Jeudi, 19 Juillet 2018

La découverte des Townships de Cape Town

Je m’appelle Angélique et au cours de mon année de césure, j’ai décidé d’effectuer un stage de 4 mois à Cape Town, en Afrique du Sud. J’avais aperçu les Townships une première fois sur la route qui m’a conduit de l’aéroport au centre-ville. Vivant et travaillant au cœur de Cape Town, j’y ai été très peu confrontée par la suite, alors que la plupart des personnes que je croisais au quotidien : caissières, agent de sécurité, serveurs, … y vivent tous les jours.

Pour concrètement découvrir la vie dans les Townships, j’ai alors réservé un tour d’une demi-journée avec African Travel Desk [http://africantraveldesk.co.za/tours/cape-town-township-tour-half-day/]. J’ai pu vivre une expérience vraiment surprenante et enrichissante entre Histoire, rencontres et dégustation de bière locale.

Sensibilisation

Il est assez difficile de se rendre compte de la réalité de la vie sur place tant qu’on de l’a pas vu, tout comme je n’imaginais pas rencontrer une telle hospitalité et sympathie de la part des habitants.

Le tour a commencé en douceur avec une introduction historique des Townships autour de la ville, notamment grâce à la visite d’une heure du District 6 Museum, mais aussi des connaissances et du  guide lui-même résidents des Townships.

Ensuite, en arrivant à Langa, plus vieux Township de Cape Town, c’est un tour d’environ une heure à pied qui a débuté en compagnie d’un second guide local et ponctué par une dégustation de bière locale. Enfin, la demi-journée s’est achevée par un passage en voiture dans le Township de Khayelitsha, le plus grand de la ville. 

Complètement immergée dans cet environnement, j’ai pu rapidement me rendre compte des conditions de vie rudimentaires de la plupart des habitants. Au détour de maisons de fortune construites en tôles ou d’autres un peu plus confortables en béton, j’ai croisé beaucoup de personnes sans emploi qui discutaient entre elles dans les allées. Des femmes faisaient la lessive à la main tandis que certains enfants jouaient dans la rue, n’ayant pas tous l’opportunité d’aller à l’école.

Même si de nombreuses associations œuvrent à la construction d’infrastructures comme des écoles dans les Townships, beaucoup de travail reste à faire.

Mal être

Les tours sont organisés dans le respect des habitants et en compagnie de locaux, et pourtant, un sentiment de mal à l’aise ne m’a pas quitté de toute la matinée. Je ne pouvais m’empêcher de ressentir un côté voyeuriste à entrer chez des personnes que je ne connaissais pas, m’immiscer dans leur quotidien sans vraiment y avoir été invitée et surtout avec un sentiment d’impuissance.
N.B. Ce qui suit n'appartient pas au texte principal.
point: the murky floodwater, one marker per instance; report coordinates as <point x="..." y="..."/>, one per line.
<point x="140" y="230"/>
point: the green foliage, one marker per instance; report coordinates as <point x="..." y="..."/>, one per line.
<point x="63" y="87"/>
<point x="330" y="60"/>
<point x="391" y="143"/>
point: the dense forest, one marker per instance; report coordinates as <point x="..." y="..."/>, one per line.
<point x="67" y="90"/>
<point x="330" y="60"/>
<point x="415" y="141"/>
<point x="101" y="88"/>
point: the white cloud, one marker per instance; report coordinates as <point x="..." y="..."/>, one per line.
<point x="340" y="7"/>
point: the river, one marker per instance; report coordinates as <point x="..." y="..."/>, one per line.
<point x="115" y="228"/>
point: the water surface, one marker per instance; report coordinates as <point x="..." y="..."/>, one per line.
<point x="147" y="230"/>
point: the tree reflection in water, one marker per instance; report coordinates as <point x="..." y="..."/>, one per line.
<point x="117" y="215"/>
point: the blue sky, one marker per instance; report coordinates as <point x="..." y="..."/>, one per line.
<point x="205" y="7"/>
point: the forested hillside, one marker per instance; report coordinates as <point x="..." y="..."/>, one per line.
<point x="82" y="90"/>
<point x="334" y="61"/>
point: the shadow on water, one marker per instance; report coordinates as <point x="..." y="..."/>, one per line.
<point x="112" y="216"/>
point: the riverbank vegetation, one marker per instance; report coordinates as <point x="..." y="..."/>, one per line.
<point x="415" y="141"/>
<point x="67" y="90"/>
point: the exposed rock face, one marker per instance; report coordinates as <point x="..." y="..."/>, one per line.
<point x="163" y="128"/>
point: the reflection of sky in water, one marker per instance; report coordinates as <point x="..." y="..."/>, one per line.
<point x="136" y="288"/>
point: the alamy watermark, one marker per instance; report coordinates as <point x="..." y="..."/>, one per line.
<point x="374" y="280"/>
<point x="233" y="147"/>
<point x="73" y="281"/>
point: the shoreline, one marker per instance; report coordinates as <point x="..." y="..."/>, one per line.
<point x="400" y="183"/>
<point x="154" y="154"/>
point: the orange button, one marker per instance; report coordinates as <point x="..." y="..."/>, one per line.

C’est en m’imaginant à leur place de cette façon que je me suis sentie le plus mal à l’aise. De savoir que j’avais mon Iphone dans ma poche, quand certains peinent à avoir l’électricité ou simplement se nourrir, réaliser l’écart entre les deux modes de vies que nous représentions m’a donné un sentiment de culpabilité voire de honte. J’aurais tellement voulu les aider et faire quelque chose pour ces personnes que j’ai rencontrées plutôt que de simplement être de passage et observer leur quotidien.

Même si c’est un sentiment d’impuissance général qui domine, il est toutefois possible de participer à l’économie locale, chacun à son échelle.

Contribution

Pendant le tour à pied, j’ai eu l’opportunité de découvrir une crèche où une trentaine d’enfants, autour de 3-4 ans, coloriaient en chantant des chansons sur le respect des autres, de soi-même et de son corps.

Après ce moment de partage, les touristes dont je faisais partie étaient encouragés à laisser dans une urne une contribution financière. Celle-ci participera au développement de l’école et permettra à plus d’enfants d’en bénéficier. Même si le geste peut sembler dérisoire sur le moment, ces quelques Rands prendront un jour part à un projet de plus grande envergure.

La donation à l’école n’était pas la seule façon d’aider les habitants des Townships. Pendant le tour à pied, il était régulièrement possible d’aller à la rencontre d’artisans qui vendaient des peintures, bijoux et autres souvenirs réalisés à la main.

Enfin, la participation même à ce tour est déjà une forme de contribution en soi, car elle permet au moins aux guides qui accompagnent des touristes comme moi pendant une demi-journée d’avoir un emploi et de gagner de l’argent pour leur famille.

Bien que mitigée, la découverte des Townships reste pour moi une l’opportunité d’appréhender le mode de vie de ses habitants et de mieux comprendre les enjeux autour de la ville de Cape Town. Cette expérience permet également de se rendre compte de la chance qu’on peut avoir dans d’autres pays et de relativiser un peu plus nos problèmes du quotidien.